The Griminals: Part Three

Catch Up Here: Part One of Griminals | Part Two of Griminals



As for Thomas, currently he’s gone small and Old World by penning his words in a blueish calfskin binder on non-bleached off-white pages. Pages with tiny words reminiscent of earthly stratification. There’s no “school” here, old or new, for Thomas. His method is simply primal, and I suspect he’s close to using blood as ink.

Dance of Life

It’s only now that I feel relaxed and comfortable in my own skin. My toes are my own. Organs, all inside and in place, healthy and mine. I no longer feel an overwhelming need to hide under a rock. I think it’s the recent decrease in non-screaming humans to Milton Fife and I alone that has released me from the fantasy that I’m not human. Because now I have millions of examples of true subhumans. And this gives me new purpose: be the best flesh, bone, and blood I can be.

From the fire escape outside of a large department store on the other end of our block, we jimmy a fourth-floor window. There are five buildings we can get to by going in different directions over the roof of our building. Some are connected by narrow metal walkways, while others we jump small gaps. On the largest gap we tipped long steel poles across, secured them on our side with brackets and concrete screws, and then shimmied over to bolt them down on the other side.

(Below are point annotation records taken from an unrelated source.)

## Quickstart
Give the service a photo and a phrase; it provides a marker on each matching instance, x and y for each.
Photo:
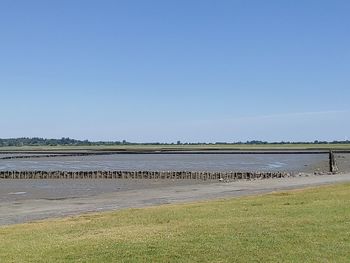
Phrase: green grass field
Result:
(311, 225)
(183, 147)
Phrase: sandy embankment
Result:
(28, 200)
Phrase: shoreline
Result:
(23, 206)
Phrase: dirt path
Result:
(21, 201)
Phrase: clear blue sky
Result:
(175, 70)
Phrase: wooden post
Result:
(332, 163)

Milton Fife found some corrugated sheet metal on an unfinished floor of one neighboring building, so we pushed it along the poles and secured it with three-and-a-half inch bolts on either side. Ingenuity. I never thought I had it. But it’s bubbled up like spring water from the cavernous deep. This shows me that when you’re forced to level up, new abilities are exposed and, of course, you have to make use of them or you perish.

If you’ve ever been in a department store after closing—security guards and window dressers will relate to this best—there’s a queer glee and freedom to running about, or touching and turning everything on, that overrides one’s sense of societal propriety. Bang. It’s switched off. Full stop. And another sense switches on. A sense of unrestrained exploration. Maybe that’s how the Spanish felt after landing in the “New World”?

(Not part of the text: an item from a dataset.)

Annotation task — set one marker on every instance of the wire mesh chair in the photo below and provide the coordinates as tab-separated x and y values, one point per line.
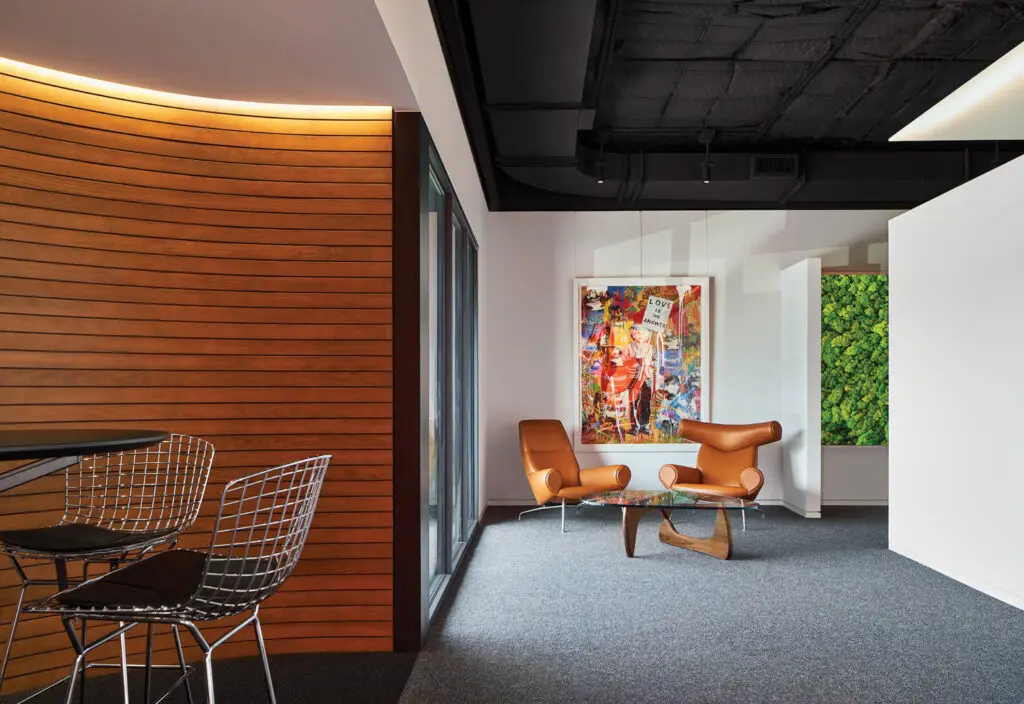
118	507
259	533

Normally, throwing a switch like this causes conflict with the untransformed majority because the actions it produces appear antisocial and harmful to the status quo. But, as Milton Fife says, all those tables have been turned. And burned. Eaters no longer care about controlling image, making money, or market shares; they’ve been rewritten to a single root command: If it’s alive, eat it.

The Meat On Our Bones

Ogden said, “It is the urge to build and expand—to literally increase one’s mass—that separates the living from the dead; for once this urge is gone, the living topple and decompose.” You may not know of Ogden. You may think you do. Either way, he was an Eighteenth Century Irish farmer and poet who wrote under the name of Barnaby Smoot. Shaped like a bean stock, he weaved agriculture into everything he did. Even his house, it is said, had a turf grass and sunflower roof.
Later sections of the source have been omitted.